The sensation of falling, rocketing downward is an illusion. He’s sitting in an office in a chair in a building in a world where the laws of physics aren’t suggestions. He holds onto that and the falling eases into a gentle floating. He’s still surrounded by options and he’s got all the time in the world to ponder each one. Small red sparks seem to appear in his peripheral vision. Each one pokes at him to see how stable he really is here.
Then in a blink he lets go of his strategy which, after all, was only a slightly more sophisticated version of closing his eyes to achieve invisibility, to lock into what he has perceived to be power. There’s something else going on here. Something is coming and it’s coming fast. Is it what he needs to find? Suddenly he doesn’t have time, any time at all, and all he can do is spread himself out as flat as possible to decrease the force of impact.
Here it is. All he had to do was be open to it, to trust and to not get sidetracked. The thing itself is unremarkable.
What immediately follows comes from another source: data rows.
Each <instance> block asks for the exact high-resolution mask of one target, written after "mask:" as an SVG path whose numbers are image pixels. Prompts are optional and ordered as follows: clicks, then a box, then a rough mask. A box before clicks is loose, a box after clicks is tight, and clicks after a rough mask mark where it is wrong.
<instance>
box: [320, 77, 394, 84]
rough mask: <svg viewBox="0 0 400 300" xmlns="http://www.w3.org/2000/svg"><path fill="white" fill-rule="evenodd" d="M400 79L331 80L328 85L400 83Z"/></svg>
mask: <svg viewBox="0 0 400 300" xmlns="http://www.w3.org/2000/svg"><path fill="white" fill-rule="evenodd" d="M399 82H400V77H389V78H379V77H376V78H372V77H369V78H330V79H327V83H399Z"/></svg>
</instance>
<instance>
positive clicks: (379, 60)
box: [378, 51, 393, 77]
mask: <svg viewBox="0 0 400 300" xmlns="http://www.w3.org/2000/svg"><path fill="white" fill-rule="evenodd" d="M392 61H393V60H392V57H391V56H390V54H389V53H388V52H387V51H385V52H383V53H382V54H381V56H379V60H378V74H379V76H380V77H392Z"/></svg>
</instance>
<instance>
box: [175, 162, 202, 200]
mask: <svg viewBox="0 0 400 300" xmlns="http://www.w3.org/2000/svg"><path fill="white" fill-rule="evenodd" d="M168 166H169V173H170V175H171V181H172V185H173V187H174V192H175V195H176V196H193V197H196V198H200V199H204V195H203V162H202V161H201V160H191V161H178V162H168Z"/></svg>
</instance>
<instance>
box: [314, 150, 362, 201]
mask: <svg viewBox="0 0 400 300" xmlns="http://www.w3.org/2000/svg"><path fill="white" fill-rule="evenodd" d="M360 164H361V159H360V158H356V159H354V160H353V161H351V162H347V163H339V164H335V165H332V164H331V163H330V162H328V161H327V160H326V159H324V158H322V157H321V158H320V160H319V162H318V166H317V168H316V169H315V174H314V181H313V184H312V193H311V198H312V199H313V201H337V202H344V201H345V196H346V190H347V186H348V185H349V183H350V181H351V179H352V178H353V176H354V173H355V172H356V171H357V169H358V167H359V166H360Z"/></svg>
Just another snaking line of code. But it’s not behaving as a properly written line of code should; it’s wrapping around him and vibrating so that he vibrates along with it. The vibration widens into all out shaking, like an earthquake that has its epicenter at the base of his spine.
The corridors, the doors, even the lines of code all stretch to the breaking point and shatter as he convulses through pitch black. Still, he holds onto his golden truth; his talisman. He has found the subverted line of code and now he can alter it. Right? Of course he can. But he’s suddenly sitting at a keyboard in a tiny space and he has no arms. He looks at the monitor which is the entire wall in front of him and feels something fiddling around at the base of his skull. Oh right; now wait just a minute. I can’t be reprogrammed. I’m not code.
I’m. Not. Code.
“Hey, champ. It’s quitting time.” Evangeline’s voice sounds tinny and remote. He’s not code and he doesn’t know how to write code. He doesn’t know the first thing about how this software works or how it could have been subverted.
He’s just another schmuck with a lousy job and a silly kid’s crush on a woman who doesn’t even see him.
“Right.” He stretches his arms. Well, at least he does have arms; that’s good. He’s ravenously hungry and it’s clear that no amount of damage control is going to save the day. He scrubs his face with his hands, rises and gets his bag. Glancing over at Evangeline’s work space he sees that she’s compiled the reports McKendrick asked for. Davis suspects that she’s gotten a solid start on the transition plan as well. Good for her.
“You want to get something to eat?” What the hell; Davis figures it’s worth a try.
“No, thanks. How’d your stuff go? Did you find the ghost program?”
Too many answers pile up behind his teeth and he can’t pick the right one.He shrugs and walks out the real ordinary door. The labyrinth is here all right and he hasn’t got the first clue which path to choose. So what?
They all go to the same place after all.